Страница 21 из 102
Дмитрий порывисто обнял мать:
— Не горюй, матушка, ведь правда на нашей стороне. Я знаю, что ты любишь Ксению и желаешь ей счастья…
Глаза Марии Федоровны, наполненные слезами, сверкнули злобно:
— Лыкова — двоедушная тварь! Меня проклинает, а тайно со своими подругами над Ксенией смеется. «Бог, — говорит, — ее наказывает за грехи отца». Если узнает наушник царя Семен Годунов, ох, ей не поздоровится!
Пожарский нахмурился:
— Не наше княжеское дело, матушка, доносами заниматься! Это подлых людишек дела. Я буду действовать, как предки наши: подам прошение государю рассудить нас с князем Лыковым.
…Иск «в материно место» стольника Пожарского по повелению государя рассматривала боярская дума. Многие удивлялись дерзости молодого князя — местничать с Лыковым, чьи предки издавна находились в числе московской знати, было опасно. Дмитрия могли выдать Борису Лыкову «головой» или, во всяком случае, наложить большой денежный штраф.

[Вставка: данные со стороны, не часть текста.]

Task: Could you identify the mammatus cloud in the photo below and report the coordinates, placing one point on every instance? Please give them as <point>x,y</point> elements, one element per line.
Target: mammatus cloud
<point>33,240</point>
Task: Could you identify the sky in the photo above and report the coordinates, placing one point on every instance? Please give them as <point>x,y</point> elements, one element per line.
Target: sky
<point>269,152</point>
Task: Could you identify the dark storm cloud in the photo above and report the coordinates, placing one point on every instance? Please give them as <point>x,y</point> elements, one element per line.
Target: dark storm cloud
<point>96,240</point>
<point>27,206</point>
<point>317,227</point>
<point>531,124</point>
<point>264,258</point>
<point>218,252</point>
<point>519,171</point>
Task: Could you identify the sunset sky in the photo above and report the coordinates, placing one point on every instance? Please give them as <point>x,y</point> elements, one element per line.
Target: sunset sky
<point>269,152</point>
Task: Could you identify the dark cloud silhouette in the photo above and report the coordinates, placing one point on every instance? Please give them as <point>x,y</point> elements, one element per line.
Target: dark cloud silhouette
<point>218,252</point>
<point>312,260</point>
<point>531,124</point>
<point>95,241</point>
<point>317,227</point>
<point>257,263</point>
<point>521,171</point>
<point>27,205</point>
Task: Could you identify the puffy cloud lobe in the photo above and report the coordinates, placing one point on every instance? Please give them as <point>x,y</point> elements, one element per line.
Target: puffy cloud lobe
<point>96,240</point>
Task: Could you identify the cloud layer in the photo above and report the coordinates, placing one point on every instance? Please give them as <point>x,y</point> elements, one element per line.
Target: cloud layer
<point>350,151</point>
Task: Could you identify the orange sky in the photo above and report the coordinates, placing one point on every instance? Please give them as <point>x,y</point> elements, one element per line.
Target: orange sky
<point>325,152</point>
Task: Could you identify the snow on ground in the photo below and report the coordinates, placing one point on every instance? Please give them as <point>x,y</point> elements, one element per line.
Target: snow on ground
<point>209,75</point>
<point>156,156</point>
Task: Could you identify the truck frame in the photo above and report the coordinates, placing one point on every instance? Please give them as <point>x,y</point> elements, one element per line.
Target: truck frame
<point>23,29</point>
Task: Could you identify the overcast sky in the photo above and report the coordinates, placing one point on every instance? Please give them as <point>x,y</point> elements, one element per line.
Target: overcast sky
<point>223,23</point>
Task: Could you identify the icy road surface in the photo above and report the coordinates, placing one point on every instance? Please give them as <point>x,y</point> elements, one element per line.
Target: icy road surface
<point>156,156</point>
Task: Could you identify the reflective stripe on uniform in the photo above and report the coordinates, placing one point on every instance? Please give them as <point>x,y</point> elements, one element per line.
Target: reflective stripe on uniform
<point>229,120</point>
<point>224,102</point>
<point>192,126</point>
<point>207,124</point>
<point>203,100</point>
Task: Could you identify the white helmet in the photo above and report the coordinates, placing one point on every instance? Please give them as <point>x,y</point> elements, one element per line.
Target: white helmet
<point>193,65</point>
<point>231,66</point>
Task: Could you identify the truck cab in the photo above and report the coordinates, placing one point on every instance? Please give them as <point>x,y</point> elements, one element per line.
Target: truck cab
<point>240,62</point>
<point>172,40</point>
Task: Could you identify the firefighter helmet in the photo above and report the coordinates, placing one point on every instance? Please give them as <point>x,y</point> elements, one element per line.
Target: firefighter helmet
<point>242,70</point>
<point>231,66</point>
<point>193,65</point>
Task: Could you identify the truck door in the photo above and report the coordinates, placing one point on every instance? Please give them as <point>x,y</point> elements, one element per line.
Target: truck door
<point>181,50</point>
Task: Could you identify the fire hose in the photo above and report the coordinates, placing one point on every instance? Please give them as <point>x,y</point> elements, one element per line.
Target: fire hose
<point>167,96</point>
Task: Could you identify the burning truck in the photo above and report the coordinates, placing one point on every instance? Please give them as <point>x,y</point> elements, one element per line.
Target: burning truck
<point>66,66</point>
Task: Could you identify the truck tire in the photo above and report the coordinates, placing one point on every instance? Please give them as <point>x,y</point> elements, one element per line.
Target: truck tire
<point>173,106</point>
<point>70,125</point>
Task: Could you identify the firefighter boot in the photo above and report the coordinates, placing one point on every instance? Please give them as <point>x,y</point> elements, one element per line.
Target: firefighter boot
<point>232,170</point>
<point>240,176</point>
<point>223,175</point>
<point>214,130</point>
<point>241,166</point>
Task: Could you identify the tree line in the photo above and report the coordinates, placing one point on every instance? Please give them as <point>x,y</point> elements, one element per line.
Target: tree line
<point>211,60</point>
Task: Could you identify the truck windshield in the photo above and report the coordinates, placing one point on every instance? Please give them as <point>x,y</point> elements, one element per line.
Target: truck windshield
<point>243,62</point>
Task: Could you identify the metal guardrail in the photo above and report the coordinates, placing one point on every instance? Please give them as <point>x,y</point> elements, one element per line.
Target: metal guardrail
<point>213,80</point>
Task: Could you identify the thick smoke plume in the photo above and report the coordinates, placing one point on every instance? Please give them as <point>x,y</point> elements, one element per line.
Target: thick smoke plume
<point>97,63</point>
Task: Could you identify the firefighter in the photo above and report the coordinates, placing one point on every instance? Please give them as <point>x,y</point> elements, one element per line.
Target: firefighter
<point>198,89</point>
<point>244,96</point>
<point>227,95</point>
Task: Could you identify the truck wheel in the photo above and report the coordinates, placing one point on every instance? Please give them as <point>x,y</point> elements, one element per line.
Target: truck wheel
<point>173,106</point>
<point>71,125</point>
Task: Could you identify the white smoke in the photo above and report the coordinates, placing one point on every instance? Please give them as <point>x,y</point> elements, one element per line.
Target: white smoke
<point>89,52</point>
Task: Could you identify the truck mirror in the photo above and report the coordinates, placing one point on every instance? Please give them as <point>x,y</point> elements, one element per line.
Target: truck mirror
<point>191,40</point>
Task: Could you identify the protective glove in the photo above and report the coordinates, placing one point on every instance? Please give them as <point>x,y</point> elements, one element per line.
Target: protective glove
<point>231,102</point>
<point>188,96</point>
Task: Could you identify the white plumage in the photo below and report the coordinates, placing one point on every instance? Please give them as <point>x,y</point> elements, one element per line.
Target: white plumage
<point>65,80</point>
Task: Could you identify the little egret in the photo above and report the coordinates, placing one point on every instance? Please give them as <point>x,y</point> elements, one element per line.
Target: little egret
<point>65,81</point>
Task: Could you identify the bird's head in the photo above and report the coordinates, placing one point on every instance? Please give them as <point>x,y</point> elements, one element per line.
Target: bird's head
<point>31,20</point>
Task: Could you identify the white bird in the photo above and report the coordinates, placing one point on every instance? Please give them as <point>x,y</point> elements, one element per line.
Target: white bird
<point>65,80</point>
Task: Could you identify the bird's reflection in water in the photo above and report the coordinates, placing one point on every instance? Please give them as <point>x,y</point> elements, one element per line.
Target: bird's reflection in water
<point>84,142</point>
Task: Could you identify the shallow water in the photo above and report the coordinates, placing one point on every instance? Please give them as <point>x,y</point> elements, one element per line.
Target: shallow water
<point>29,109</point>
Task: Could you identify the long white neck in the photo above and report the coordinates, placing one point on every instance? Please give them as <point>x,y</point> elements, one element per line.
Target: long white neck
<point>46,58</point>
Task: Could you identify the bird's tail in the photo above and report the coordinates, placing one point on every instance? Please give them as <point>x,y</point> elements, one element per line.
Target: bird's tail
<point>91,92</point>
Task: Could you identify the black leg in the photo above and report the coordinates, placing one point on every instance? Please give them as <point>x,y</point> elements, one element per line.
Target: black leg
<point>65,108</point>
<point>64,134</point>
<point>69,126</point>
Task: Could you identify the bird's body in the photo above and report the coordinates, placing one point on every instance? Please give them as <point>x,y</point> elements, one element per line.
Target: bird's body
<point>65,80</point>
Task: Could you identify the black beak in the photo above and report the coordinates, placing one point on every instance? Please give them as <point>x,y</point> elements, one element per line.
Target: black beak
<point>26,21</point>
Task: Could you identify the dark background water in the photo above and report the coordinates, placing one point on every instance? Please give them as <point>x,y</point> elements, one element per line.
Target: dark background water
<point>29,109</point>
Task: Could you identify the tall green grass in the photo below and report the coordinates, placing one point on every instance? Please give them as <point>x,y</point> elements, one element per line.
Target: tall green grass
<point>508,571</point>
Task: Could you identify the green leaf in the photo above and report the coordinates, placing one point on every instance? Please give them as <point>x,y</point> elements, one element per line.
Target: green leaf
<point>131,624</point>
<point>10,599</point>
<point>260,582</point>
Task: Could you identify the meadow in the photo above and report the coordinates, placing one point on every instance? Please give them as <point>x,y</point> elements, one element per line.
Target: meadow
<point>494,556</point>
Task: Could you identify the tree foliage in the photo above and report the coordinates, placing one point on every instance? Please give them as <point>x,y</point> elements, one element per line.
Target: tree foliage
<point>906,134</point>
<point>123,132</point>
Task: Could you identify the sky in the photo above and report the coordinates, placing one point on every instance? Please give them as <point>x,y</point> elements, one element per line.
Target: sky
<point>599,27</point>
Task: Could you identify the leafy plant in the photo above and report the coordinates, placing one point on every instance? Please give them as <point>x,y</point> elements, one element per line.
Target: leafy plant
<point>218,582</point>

Но молодой Пожарский не дрогнул под тяжелыми насмешливыми взглядами бояр. Хорошо образованный, он отлично знал свою родословную:
— Мы, Пожарские, прямые потомки Рюриковичей. Предок наш Иван Всеволодович, положивший начало роду Стародубских-Пожарских, был младшим сыном великого князя Всеволода Большое Гнездо, правнуком Владимира Мономаха. Великому князю Дмитрию Донскому служил мой предок князь Андрей Федорович Стародубский. Он отличился храбростью на поле Куликовом. Мой дед Федор Иванович Немой происходил из младшей ветви удельного рода. Он верой и правдой служил царю Ивану Четвертому, числился в тысяче «лучших слуг», участвовал в покорении Казанского царства. Потом попал в государеву опалу, как и сотни других ярославских, ростовских князей. Опала эта распространялась и на отца моего Михаила Федоровича Глухого, который хоть и участвовал в Ливонской войне, но до больших чинов не дослужился, рано умер.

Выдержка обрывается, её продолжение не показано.